Defining Constraints for your Data
About this module
In the courses, Querying with Cypher in Neo4j 4.x and Creating Nodes and Relationships in Neo4j 4.x, you learned how to query the graph and create nodes and relationships in the graph. In most graphs, you will want to provide uniqueness for some properties of the nodes or relationships in the graph. In addition, you may want to enforce the creation of mandatory properties for selected nodes and relationships. These are called constraints in a Neo4j graph data model and are typically defined during the graph data modeling phase of your application developement.
In Neo4j 4.3 Enterprise Edition and later, you can create constraints on relationship properties. |
At the end of this module, you will be able to:
-
Create a uniqueness constraint for a node property in the graph.
-
Create an existence constraint for a node property in the graph.
-
Create a uniqueness constraint for a set of node properties in the graph.
-
Manage constraints in the graph.
Because the code examples in this lesson modify the database, it is recommended that you do not execute them against your database as you will be doing so in the hands-on exercises. |
Uniqueness and existence in the graph
You have seen that it is possible to create duplicate nodes in the graph.
In most graphs, you will want to prevent duplication of data. Unfortunately, you cannot prevent duplication by checking the existence of the exact node (with properties) as this type of test is not cluster or multi-thread safe as no locks are used.
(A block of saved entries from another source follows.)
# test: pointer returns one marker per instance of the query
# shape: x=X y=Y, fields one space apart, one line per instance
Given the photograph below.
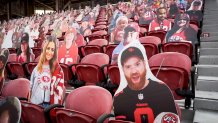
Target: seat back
x=151 y=49
x=67 y=73
x=32 y=113
x=181 y=47
x=89 y=49
x=30 y=66
x=109 y=49
x=12 y=57
x=36 y=51
x=12 y=50
x=98 y=59
x=114 y=74
x=159 y=33
x=69 y=116
x=172 y=68
x=16 y=68
x=150 y=39
x=19 y=88
x=99 y=42
x=91 y=100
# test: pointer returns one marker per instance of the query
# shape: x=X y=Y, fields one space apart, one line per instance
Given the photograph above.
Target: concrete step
x=206 y=100
x=210 y=39
x=205 y=116
x=209 y=27
x=207 y=95
x=208 y=60
x=209 y=44
x=187 y=116
x=206 y=22
x=212 y=29
x=207 y=70
x=209 y=51
x=207 y=85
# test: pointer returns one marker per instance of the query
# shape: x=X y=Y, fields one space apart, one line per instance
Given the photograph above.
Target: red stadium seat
x=12 y=50
x=18 y=88
x=172 y=68
x=151 y=44
x=29 y=67
x=12 y=57
x=89 y=69
x=84 y=105
x=101 y=23
x=15 y=70
x=181 y=47
x=100 y=27
x=108 y=49
x=160 y=33
x=1 y=84
x=32 y=113
x=94 y=46
x=36 y=51
x=68 y=75
x=114 y=77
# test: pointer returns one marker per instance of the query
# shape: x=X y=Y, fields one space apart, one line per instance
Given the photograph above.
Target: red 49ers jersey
x=68 y=56
x=154 y=25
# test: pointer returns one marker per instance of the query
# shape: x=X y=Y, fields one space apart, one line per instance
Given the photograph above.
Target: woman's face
x=69 y=40
x=50 y=49
x=24 y=46
x=122 y=24
x=182 y=22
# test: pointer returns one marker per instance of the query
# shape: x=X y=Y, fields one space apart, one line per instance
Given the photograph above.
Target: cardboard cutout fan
x=140 y=97
x=182 y=30
x=3 y=61
x=194 y=11
x=118 y=32
x=68 y=52
x=160 y=22
x=10 y=110
x=47 y=78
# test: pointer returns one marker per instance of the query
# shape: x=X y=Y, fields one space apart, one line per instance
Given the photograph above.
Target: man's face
x=135 y=72
x=161 y=15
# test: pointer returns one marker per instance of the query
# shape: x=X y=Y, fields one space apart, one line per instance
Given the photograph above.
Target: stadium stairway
x=206 y=94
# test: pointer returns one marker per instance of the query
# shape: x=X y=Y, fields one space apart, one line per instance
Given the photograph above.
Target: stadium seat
x=161 y=34
x=83 y=105
x=12 y=50
x=18 y=88
x=175 y=70
x=151 y=44
x=29 y=67
x=68 y=75
x=32 y=113
x=89 y=70
x=94 y=46
x=181 y=47
x=12 y=57
x=36 y=51
x=113 y=75
x=15 y=70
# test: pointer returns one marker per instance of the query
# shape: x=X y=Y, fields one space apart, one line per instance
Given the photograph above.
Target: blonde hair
x=53 y=61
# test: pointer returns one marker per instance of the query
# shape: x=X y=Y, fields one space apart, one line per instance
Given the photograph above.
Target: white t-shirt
x=40 y=85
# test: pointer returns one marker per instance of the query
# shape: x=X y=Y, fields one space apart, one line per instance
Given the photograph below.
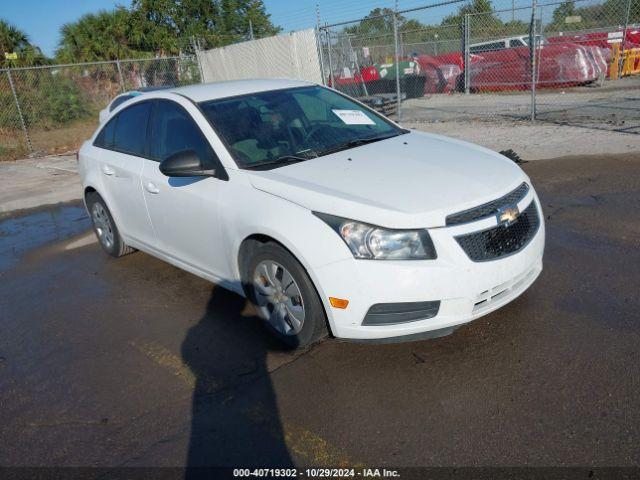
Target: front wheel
x=284 y=296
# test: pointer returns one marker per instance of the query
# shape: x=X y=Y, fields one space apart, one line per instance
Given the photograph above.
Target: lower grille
x=502 y=240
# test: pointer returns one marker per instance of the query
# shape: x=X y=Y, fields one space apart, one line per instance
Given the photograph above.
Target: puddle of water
x=25 y=232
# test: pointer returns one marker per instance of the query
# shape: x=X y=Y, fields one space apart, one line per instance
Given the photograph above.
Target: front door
x=184 y=211
x=121 y=164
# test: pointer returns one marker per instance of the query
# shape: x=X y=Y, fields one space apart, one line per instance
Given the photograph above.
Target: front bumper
x=466 y=289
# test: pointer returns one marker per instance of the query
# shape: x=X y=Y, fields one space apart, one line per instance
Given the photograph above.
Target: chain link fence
x=54 y=108
x=572 y=62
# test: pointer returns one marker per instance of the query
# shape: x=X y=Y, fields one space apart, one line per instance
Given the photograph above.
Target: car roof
x=211 y=91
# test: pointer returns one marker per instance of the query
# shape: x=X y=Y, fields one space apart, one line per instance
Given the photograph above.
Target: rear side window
x=131 y=129
x=173 y=130
x=105 y=137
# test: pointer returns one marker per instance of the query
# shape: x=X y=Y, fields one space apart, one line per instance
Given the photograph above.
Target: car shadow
x=235 y=419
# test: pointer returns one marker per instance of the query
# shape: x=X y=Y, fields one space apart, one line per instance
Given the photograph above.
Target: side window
x=173 y=130
x=105 y=137
x=131 y=129
x=119 y=101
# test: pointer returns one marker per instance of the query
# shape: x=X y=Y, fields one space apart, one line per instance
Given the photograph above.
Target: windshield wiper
x=357 y=142
x=281 y=161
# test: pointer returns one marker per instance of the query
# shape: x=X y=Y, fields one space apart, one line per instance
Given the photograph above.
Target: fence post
x=397 y=51
x=466 y=60
x=624 y=37
x=22 y=122
x=319 y=45
x=532 y=58
x=328 y=34
x=120 y=77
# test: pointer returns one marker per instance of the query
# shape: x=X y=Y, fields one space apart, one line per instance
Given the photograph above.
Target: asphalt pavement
x=132 y=362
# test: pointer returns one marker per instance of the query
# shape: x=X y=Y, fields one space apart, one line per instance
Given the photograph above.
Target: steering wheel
x=313 y=131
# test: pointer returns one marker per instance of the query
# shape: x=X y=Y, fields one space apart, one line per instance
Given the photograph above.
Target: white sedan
x=327 y=216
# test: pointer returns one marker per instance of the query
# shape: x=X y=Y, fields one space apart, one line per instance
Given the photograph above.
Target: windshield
x=277 y=127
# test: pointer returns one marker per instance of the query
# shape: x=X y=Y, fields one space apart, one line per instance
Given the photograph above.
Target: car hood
x=409 y=181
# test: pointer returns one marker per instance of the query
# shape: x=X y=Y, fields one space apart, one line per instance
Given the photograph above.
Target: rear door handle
x=151 y=187
x=107 y=170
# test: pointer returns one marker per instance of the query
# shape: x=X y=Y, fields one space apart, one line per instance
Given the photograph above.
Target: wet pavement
x=131 y=362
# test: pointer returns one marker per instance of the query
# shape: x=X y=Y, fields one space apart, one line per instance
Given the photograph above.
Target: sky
x=42 y=19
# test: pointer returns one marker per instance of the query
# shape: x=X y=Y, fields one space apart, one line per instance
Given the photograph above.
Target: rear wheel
x=284 y=296
x=105 y=228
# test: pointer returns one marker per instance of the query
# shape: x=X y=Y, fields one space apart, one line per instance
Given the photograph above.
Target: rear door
x=122 y=165
x=184 y=211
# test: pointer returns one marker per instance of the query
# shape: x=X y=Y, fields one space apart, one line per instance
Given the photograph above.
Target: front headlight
x=377 y=243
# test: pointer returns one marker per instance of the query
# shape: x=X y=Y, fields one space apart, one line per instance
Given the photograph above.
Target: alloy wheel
x=102 y=225
x=278 y=297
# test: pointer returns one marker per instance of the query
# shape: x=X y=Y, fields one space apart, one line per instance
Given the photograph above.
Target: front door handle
x=151 y=187
x=107 y=170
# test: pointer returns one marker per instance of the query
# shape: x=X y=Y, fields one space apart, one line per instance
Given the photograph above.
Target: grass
x=46 y=141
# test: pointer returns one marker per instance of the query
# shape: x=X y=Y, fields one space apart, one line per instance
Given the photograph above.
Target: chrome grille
x=502 y=240
x=488 y=209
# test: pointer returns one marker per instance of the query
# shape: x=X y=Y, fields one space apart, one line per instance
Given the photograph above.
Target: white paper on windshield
x=353 y=117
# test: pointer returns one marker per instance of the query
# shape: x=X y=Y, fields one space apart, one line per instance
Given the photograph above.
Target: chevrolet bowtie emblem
x=508 y=215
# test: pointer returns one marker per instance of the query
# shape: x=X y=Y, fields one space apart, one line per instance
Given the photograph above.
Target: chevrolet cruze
x=326 y=215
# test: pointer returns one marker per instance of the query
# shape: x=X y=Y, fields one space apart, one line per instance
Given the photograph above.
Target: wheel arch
x=251 y=242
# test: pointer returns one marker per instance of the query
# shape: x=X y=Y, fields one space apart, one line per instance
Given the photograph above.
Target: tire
x=105 y=228
x=280 y=308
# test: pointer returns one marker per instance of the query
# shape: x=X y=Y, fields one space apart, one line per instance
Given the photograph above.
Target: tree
x=14 y=40
x=167 y=26
x=105 y=35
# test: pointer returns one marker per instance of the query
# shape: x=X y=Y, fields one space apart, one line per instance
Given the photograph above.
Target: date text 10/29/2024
x=316 y=473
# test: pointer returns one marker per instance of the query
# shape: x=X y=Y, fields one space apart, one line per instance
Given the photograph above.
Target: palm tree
x=14 y=40
x=100 y=36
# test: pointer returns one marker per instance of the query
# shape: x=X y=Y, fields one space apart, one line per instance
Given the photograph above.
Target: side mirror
x=186 y=163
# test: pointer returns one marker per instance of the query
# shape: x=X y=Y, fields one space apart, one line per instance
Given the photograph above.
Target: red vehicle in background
x=505 y=64
x=500 y=65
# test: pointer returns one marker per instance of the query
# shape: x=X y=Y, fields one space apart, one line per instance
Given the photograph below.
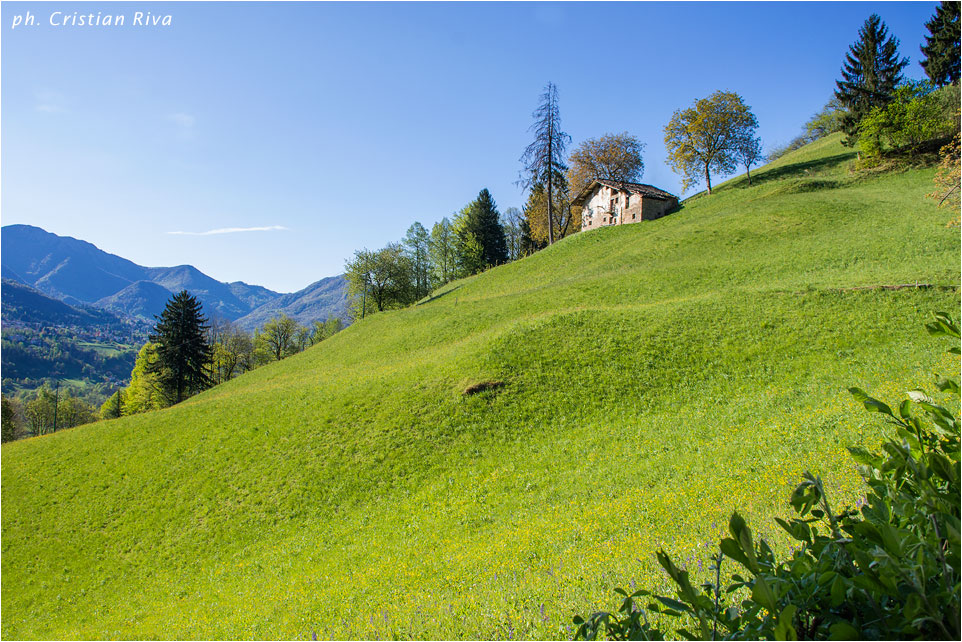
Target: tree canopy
x=941 y=48
x=870 y=74
x=544 y=158
x=703 y=138
x=183 y=353
x=615 y=157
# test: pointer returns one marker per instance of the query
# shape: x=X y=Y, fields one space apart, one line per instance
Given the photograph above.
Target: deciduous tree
x=280 y=336
x=146 y=391
x=512 y=221
x=748 y=152
x=702 y=138
x=871 y=72
x=614 y=157
x=379 y=280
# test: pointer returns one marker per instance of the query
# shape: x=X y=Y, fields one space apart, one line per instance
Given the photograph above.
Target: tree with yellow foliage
x=703 y=138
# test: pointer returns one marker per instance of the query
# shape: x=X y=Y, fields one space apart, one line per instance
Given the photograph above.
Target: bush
x=915 y=115
x=888 y=570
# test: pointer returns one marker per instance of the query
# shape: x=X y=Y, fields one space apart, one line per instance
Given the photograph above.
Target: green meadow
x=655 y=377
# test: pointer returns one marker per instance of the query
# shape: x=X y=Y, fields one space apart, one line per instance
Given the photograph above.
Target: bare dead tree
x=545 y=155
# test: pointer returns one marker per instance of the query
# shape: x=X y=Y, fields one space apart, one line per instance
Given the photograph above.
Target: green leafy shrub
x=915 y=115
x=888 y=569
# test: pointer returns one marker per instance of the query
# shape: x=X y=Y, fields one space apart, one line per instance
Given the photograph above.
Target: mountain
x=634 y=384
x=24 y=304
x=77 y=272
x=44 y=339
x=141 y=299
x=316 y=302
x=62 y=266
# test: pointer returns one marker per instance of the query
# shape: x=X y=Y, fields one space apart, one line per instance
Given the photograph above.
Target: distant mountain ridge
x=77 y=272
x=326 y=294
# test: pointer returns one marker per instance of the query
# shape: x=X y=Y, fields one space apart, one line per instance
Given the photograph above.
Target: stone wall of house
x=653 y=208
x=597 y=212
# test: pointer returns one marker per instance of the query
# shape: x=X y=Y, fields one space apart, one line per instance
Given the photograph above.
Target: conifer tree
x=544 y=158
x=182 y=353
x=443 y=252
x=870 y=74
x=941 y=49
x=417 y=242
x=479 y=236
x=489 y=230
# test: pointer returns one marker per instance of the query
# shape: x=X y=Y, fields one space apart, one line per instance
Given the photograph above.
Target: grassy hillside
x=656 y=377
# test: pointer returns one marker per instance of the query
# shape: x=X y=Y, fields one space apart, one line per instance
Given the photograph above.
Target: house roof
x=649 y=191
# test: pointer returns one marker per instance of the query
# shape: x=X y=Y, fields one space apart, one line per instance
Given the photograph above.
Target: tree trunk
x=550 y=217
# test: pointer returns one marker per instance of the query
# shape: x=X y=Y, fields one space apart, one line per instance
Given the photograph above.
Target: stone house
x=605 y=202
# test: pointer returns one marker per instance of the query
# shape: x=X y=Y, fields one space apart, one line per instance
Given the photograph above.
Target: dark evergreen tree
x=941 y=49
x=529 y=245
x=871 y=72
x=183 y=353
x=489 y=230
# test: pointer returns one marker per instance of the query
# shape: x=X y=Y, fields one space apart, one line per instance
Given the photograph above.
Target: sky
x=266 y=142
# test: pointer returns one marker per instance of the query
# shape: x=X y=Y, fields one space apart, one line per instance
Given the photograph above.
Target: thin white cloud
x=182 y=120
x=234 y=230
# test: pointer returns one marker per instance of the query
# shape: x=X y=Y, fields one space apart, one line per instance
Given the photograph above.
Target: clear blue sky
x=345 y=123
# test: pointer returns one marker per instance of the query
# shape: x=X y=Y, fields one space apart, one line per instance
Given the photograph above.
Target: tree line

This is one reason why MERGE
is preferred over CREATE
, because MERGE
does use locks.
In addition, you have learned that a node or relationship need not have a particular property. What if you want to ensure that all nodes or relationships of a specific type (label) must set values for certain properties?
A third scenario with graph data is where you want to ensure that a set of property values for nodes of the same type, have a unique value. This is the same thing as a primary key in a relational database.
All of these scenarios are common in many graphs.
In Neo4j, you can use Cypher to:
-
Add a uniqueness constraint that ensures that a value for a property is unique for all nodes of that type.
-
Add an existence constraint that ensures that when a node or relationship is created or modified, it must have certain properties set.
-
Add a node key that ensures that a set of values for properties of a node of a given type is unique.
Constraints and node keys that enforce uniqueness are related to indexes which you will learn about later in this course.
Existence constraints and node keys are only available in Enterprise Edition of Neo4j. |
Ensuring that a property value for a node is unique
You add a uniqueness constraint to the graph by creating a constraint that asserts that a particular node property is unique in the graph for a particular type of node.
Here is an example for ensuring that the title for a node of type Movie is unique:
CREATE CONSTRAINT UniqueMovieTitleConstraint ON (m:Movie) ASSERT m.title IS UNIQUE
Although the name of the constraint, UniqueMovieTitleConstraint is optional, Neo4j recommends that you name it. Otherwise, it will be given an auto-generated name. This Cypher statement will fail if the graph already has multiple Movie nodes with the same value for the title property. Note that you can create a uniqueness constraint, even if some Movie nodes do not have a title property.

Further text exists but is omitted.